Ou(r) Values: Why Insulation is Always Top of Mind.
April 22, 2015
Unless you’re an architect, engineer, or general contractor, you might not know what an R-value is and why it’s important. Even in the mobile hospitality sector. Especially when you’re building amazing experiences from shipping containers.
“An R-value is the capacity of an insulating material to resist heat flow. The higher the R-value, the greater the insulating power.” – Google
Let’s say you’re at a festival in Arizona and there are two exhibits crafted from shipping containers. The first container is not insulated. You go inside and it feels like an oven. The second container is properly insulated and is so comfortable that you might not want to leave. We’re the second container.
Here at Boxman Studios we’re more than just a shipping container company. Our goal is to make our structures as comfortable, and compliant as necessary in order to create great experiences for our clients.
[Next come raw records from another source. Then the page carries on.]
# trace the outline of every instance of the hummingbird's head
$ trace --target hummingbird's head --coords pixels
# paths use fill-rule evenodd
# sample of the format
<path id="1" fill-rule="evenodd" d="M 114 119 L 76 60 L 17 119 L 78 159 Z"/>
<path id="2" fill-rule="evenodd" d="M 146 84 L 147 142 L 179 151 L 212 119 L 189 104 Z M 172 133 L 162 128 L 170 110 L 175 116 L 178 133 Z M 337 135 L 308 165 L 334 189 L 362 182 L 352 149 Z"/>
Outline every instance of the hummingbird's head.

That’s why R-values are something we consider for every project.
Many people think that once you have a shipping container shell, you just throw some furniture inside, hang a couple of monitors, and bingo, you have a cool immersive experience. Except, if you’re at that festival in Arizona, it’s far from cool. Corrugated steel has a very low R-value.
*From left to right: An industrial inventory control at a nuclear facility. A beer taproom in Boston. A mobile chocolate retail store. Each of these spaces encounters varying climates and require varying insulation solutions.
Permanent structures in the US have to adhere to the International Building Code (IBC). Part of that code references insulation, and R-values. The idea is to make structures as air tight as possible. No heat in. No heat out. This leads to energy efficiency, and increased comfort. Different kinds of structures require different R-values. Different kinds of materials help determine an R-value, and different components of a structure all have their own R-values (roof, sides, etc.)
But here’s where it gets interesting. IBC codes don’t just apply to permanent structures. Depending on how long you’re in a city, you may have to adhere to things like R-values (or electrical, mechanical, plumbing codes.) And because of the climate variation across the US, there are different R-values for different parts of the country. Finally, some states and cities have their own codes which supersede IBC codes, in which case you’ve got to know what those are in order to adhere to them.
It’s all pretty confusing, but knowing how to make the most compliant, comfortable shipping container experience possible is what makes us different. We don’t just want to build cool things, we want to design, develop, and deploy the kinds of experiences that make our clients happy. And that means doing things right.
We do all the due-diligence necessary to ensure we’re building structures correctly. We offer a range of insulation options, and always build to the strictest code in order to ensure that tours go off without a hitch. And that whether you activate in New England or Los Angeles, your customers and your fans are comfortable.